It wasn’t long before Michael spent his weekends helping out at the restaurant. In addition to cutting french fries and making milkshakes, he went to work beautifying the enticing back patio. He dug holes to plant olive trees throughout the space. Back then, the restaurant used to share a wall with a department store, and he used that wall as the spot to plant cypress trees as well.
The back patio was also enticing due to its gas heaters and jukebox.
The ambience included windows at the front of the place that could be opened to let in the sounds of the street into the dining room. Back then, a flower shop used to be behind the restaurant and the family would allow them to put some flowers and signs in the front windows to attract business.
Sam Funnyjohn, original head cook
In addition to the welcoming atmosphere, the food also kept people coming back. Besides the Burger Continental burger, they also had the “hot plate of the day” which included different specials. There were open faced turkey sandwiches with gravy and French dipped sandwiches that came with au jus. People also came for the apple pie that was made with a brandy sauce and was occasionally ordered with cheese as well.
The one who made these sought-after dishes did not initially have a culinary background. Sam Funnyjohn, the original head cook of Burger Continental, was once an elite Filipino soldier and fighter in World War II.
The restaurant started having good business in 1965, according to Michael, but there were some obstacles that occasionally got in the way. One of which included an ex-employee who burglarized the place and stole some checks as well. The family alerted the police of the missing checks and when the former employee showed up at a nearby bank to cash them, the police were notified immediately.

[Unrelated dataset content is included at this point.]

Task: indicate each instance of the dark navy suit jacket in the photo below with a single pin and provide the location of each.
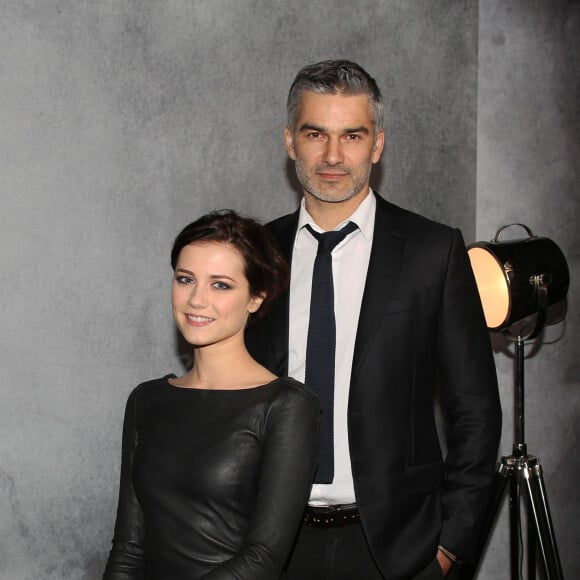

Despite the good business though, the stress of running the restaurant started to become too much, specifically for Michael’s mother, Dorothy Mays, who took on most of the responsibility of the establishment, being both the cashier and bookkeeper for the family’s new place. She was the only employee that was considered full-time. According to Michael, she was essentially doing the job of a manager.
Once the family realized they wouldn’t be able to afford to hire a manager, they made the tough decision to sell the restaurant. By then, Michael was in sixth grade.
Whether it was to say a quick hello to Funnyjohn or simply to see how the restaurant was being kept by the new owners, Michael visited Burger Continental a handful of times throughout the years.